Why does my HPA show 'unknown' for CPU usage?

The most common cause is missing resource requests on the Deployment. The HPA calculates CPU utilisation as a percentage of the Pod's requested CPU. If resources.requests.cpu is not set, metrics-server has no baseline to calculate against, so it reports 'unknown'. Set CPU and memory requests on every container in your Deployment and the HPA will start reporting real values within a minute.

Can HPA scale based on memory?

Yes.

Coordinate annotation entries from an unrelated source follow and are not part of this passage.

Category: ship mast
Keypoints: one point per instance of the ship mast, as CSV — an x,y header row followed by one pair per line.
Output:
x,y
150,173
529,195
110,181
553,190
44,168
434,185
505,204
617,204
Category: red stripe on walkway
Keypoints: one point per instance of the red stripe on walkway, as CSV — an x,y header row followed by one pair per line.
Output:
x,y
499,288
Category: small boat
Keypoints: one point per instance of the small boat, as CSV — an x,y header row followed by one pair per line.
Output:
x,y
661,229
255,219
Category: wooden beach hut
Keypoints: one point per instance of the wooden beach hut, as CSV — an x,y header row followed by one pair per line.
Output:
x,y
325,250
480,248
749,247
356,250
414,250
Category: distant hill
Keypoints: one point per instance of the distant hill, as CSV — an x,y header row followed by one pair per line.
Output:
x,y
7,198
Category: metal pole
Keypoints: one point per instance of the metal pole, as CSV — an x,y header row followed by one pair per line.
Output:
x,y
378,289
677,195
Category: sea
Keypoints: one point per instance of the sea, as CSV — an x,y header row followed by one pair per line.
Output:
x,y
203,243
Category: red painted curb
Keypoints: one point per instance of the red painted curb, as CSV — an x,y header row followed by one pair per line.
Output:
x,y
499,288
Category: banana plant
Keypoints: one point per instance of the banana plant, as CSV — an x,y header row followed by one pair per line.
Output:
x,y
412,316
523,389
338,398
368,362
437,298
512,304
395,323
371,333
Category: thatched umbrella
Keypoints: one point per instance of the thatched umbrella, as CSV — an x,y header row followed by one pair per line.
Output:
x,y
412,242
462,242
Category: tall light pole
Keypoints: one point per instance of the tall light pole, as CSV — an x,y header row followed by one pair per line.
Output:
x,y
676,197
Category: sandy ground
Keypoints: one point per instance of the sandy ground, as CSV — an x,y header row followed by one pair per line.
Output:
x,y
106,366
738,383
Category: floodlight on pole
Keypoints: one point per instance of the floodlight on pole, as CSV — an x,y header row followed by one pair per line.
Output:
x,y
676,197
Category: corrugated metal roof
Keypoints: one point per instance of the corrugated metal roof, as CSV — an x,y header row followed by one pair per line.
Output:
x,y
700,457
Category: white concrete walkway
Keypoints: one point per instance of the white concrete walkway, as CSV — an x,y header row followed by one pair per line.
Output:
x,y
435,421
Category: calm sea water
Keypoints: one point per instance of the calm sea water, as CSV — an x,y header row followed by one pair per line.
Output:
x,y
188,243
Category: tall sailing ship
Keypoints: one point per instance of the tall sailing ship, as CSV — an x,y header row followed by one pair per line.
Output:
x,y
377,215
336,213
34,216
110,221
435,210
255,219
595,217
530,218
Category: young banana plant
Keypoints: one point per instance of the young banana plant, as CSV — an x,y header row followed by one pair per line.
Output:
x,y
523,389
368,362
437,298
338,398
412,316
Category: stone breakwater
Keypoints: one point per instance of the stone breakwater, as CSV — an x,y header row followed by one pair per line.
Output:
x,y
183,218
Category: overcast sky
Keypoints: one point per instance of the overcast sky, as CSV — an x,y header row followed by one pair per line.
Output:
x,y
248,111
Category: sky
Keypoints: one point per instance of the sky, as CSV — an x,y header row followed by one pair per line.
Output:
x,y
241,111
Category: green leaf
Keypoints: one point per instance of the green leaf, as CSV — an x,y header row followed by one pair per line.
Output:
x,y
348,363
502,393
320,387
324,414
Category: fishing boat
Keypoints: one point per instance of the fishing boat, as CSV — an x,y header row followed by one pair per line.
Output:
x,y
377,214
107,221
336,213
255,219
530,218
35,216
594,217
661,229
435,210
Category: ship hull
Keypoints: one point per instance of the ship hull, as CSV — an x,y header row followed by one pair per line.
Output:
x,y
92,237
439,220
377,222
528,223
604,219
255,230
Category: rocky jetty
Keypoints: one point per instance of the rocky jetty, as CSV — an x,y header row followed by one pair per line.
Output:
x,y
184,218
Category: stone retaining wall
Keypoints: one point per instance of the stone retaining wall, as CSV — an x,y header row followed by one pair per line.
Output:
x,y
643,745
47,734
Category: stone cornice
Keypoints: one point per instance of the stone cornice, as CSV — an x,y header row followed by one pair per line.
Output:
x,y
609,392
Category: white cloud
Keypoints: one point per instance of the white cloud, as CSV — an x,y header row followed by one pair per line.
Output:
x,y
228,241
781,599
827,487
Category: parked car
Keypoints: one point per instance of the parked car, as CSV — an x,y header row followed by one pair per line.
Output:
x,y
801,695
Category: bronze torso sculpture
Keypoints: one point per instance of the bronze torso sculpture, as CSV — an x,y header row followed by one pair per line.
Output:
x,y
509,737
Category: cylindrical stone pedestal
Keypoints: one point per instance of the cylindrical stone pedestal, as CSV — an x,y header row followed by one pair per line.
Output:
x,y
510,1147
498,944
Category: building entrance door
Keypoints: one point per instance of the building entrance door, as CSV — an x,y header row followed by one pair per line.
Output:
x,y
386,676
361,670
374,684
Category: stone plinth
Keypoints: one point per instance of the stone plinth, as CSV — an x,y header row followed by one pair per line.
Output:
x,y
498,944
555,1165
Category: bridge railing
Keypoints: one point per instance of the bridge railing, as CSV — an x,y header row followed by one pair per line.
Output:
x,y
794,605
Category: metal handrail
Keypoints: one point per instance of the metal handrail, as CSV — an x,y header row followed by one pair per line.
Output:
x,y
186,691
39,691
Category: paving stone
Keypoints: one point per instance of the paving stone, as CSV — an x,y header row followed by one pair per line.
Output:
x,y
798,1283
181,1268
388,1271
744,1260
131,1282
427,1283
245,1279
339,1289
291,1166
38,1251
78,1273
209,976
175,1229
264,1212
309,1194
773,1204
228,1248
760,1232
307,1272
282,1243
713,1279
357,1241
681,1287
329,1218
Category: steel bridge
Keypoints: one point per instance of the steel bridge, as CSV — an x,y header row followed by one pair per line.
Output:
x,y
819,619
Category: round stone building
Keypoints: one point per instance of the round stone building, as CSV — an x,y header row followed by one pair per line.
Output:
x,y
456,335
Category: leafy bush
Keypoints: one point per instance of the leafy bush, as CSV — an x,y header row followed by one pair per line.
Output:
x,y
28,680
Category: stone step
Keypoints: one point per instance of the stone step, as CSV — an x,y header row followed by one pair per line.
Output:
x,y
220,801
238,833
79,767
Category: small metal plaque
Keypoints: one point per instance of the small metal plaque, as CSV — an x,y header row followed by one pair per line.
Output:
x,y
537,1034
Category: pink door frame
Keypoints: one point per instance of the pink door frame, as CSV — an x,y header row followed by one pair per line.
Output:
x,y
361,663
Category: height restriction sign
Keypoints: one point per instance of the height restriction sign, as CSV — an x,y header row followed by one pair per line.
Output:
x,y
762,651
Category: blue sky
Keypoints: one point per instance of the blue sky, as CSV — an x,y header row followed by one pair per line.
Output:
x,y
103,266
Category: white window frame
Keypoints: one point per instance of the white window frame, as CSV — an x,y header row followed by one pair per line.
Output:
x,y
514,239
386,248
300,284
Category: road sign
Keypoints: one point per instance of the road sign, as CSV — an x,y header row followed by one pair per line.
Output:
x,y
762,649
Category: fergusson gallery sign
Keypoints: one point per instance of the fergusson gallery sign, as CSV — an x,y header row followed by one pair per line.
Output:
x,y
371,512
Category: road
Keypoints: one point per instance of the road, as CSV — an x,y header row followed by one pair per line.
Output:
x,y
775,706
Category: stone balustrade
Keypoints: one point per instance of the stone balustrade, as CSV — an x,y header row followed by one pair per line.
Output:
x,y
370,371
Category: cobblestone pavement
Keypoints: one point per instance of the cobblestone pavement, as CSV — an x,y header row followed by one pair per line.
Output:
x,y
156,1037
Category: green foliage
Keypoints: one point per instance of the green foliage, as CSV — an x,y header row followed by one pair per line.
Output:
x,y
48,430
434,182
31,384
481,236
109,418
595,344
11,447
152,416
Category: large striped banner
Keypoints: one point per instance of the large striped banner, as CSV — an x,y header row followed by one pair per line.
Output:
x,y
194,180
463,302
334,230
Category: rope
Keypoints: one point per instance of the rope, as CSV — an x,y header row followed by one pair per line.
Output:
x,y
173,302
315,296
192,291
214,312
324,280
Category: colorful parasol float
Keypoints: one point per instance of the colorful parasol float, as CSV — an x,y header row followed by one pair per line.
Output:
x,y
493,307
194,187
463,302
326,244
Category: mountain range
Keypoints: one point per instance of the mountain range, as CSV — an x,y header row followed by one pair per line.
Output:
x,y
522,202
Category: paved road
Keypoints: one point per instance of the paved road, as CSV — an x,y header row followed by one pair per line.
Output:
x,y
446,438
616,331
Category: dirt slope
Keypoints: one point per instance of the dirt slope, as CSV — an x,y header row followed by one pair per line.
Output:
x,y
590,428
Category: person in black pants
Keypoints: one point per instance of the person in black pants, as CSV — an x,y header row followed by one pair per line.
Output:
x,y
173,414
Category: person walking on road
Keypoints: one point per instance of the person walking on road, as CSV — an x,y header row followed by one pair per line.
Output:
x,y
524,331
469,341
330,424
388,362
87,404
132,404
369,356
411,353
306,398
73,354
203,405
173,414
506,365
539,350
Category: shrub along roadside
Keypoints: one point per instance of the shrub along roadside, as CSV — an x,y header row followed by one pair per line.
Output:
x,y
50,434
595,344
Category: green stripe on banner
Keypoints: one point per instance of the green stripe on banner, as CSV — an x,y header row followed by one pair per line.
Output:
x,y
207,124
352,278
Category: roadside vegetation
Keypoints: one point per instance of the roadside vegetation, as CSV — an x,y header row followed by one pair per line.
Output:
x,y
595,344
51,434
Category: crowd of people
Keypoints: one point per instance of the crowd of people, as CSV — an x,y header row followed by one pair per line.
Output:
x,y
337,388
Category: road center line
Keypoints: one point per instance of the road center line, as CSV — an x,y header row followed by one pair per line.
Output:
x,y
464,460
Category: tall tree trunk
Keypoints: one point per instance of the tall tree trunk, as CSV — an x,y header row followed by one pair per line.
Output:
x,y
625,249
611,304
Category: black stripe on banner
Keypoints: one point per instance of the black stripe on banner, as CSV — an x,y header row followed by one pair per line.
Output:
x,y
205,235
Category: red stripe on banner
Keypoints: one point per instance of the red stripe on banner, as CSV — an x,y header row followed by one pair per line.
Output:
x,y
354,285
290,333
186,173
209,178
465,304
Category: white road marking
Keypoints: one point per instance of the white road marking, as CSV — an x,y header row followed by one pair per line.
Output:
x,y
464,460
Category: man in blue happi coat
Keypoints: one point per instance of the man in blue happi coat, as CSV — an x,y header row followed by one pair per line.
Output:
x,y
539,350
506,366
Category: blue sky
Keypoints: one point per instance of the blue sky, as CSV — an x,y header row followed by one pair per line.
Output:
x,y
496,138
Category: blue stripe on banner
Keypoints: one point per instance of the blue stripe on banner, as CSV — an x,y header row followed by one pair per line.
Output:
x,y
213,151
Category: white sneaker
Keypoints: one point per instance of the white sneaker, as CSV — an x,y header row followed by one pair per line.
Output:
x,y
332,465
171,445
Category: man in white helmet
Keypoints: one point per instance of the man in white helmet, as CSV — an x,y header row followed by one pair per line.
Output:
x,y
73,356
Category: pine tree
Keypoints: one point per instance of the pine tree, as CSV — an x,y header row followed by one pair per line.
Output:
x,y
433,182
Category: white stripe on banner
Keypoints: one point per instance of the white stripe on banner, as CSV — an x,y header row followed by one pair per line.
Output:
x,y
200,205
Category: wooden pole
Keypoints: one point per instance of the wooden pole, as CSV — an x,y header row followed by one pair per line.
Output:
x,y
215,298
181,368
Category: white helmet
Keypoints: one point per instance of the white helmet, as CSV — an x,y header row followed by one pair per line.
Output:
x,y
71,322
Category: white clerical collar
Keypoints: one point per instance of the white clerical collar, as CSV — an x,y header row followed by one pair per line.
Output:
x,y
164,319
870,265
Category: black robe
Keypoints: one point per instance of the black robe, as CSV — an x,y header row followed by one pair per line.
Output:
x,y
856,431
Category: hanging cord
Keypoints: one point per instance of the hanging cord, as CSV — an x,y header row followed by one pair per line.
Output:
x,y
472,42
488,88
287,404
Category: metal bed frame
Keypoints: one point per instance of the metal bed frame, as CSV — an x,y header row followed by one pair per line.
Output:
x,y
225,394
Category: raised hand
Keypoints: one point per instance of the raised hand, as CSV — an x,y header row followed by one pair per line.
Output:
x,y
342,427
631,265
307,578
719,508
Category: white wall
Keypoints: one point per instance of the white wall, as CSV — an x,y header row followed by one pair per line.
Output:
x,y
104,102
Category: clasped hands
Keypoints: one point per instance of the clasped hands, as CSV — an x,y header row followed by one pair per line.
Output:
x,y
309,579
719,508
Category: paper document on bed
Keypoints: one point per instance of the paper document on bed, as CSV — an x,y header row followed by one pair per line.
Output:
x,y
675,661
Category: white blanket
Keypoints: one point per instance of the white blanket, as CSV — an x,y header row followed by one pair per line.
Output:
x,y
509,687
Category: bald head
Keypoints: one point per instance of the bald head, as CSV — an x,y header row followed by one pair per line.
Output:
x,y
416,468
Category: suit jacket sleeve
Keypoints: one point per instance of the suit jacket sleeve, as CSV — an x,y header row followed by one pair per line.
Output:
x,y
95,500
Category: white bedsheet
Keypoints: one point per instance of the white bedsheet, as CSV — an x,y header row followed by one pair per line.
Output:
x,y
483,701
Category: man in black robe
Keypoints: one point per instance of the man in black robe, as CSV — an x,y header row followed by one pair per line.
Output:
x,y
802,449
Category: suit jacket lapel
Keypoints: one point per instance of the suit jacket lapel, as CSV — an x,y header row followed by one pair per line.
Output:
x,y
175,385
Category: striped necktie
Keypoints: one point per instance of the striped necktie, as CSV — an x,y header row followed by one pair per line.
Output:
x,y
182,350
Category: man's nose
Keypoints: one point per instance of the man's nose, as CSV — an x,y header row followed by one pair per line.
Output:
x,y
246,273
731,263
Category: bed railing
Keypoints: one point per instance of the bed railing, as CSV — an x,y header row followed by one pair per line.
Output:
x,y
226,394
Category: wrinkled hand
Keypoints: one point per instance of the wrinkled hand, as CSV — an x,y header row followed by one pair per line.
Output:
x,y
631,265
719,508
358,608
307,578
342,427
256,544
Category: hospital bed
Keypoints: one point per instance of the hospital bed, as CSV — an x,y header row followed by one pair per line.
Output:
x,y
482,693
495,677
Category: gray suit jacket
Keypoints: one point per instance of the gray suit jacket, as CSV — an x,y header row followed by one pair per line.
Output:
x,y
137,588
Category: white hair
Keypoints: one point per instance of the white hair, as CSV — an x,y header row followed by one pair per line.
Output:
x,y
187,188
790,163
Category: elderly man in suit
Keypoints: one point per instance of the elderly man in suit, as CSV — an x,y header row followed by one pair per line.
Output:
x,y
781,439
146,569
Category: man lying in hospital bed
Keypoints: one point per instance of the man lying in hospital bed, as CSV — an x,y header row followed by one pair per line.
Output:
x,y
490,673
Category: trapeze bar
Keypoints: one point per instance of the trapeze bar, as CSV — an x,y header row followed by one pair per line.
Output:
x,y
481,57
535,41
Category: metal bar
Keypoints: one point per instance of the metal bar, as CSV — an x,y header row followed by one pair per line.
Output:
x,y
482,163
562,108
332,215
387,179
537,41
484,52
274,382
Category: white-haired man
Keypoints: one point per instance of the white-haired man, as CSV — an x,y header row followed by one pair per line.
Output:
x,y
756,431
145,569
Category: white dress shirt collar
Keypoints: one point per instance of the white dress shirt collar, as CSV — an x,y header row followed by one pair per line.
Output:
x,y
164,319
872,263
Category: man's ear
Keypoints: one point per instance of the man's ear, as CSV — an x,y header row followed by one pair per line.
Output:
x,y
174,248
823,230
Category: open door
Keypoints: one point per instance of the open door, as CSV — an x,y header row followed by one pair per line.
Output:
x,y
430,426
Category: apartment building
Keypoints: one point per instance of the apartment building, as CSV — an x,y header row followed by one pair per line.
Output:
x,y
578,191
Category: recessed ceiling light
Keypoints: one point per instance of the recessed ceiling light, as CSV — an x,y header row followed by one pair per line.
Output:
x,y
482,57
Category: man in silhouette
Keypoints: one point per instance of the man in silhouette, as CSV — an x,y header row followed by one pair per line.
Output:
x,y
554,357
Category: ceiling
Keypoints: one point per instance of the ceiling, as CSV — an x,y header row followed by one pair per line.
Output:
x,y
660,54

The autoscaling/v2 API supports memory as a target metric alongside CPU. You can configure both at once and the HPA will scale to satisfy whichever metric requires the most Pods. Memory-based scaling is less common because many applications hold memory regardless of load, making it a less reliable signal than CPU for most stateless workloads.

What is the difference between HPA and Cluster Autoscaler?

HPA scales Pods: it increases or decreases the number of replicas inside your cluster. Cluster Autoscaler scales nodes: it adds or removes virtual machines in response to Pods that cannot be scheduled due to insufficient capacity. Both work together. HPA requests more Pods, and Cluster Autoscaler provisions the nodes needed to run them. On GKE Autopilot, node scaling is handled automatically by Google.

Can HPA scale to zero?

No. The minimum value for minReplicas is 1. The standard HPA always keeps at least one Pod running. If you need scale-to-zero, for example for event-driven workloads or batch jobs that only run when triggered, look at KEDA (Kubernetes Event-Driven Autoscaling), which extends the HPA to support zero-replica scaling based on external event sources.

Last verified: 23 March 2026 Cloud services change frequently. Verify details against official documentation before making infrastructure decisions.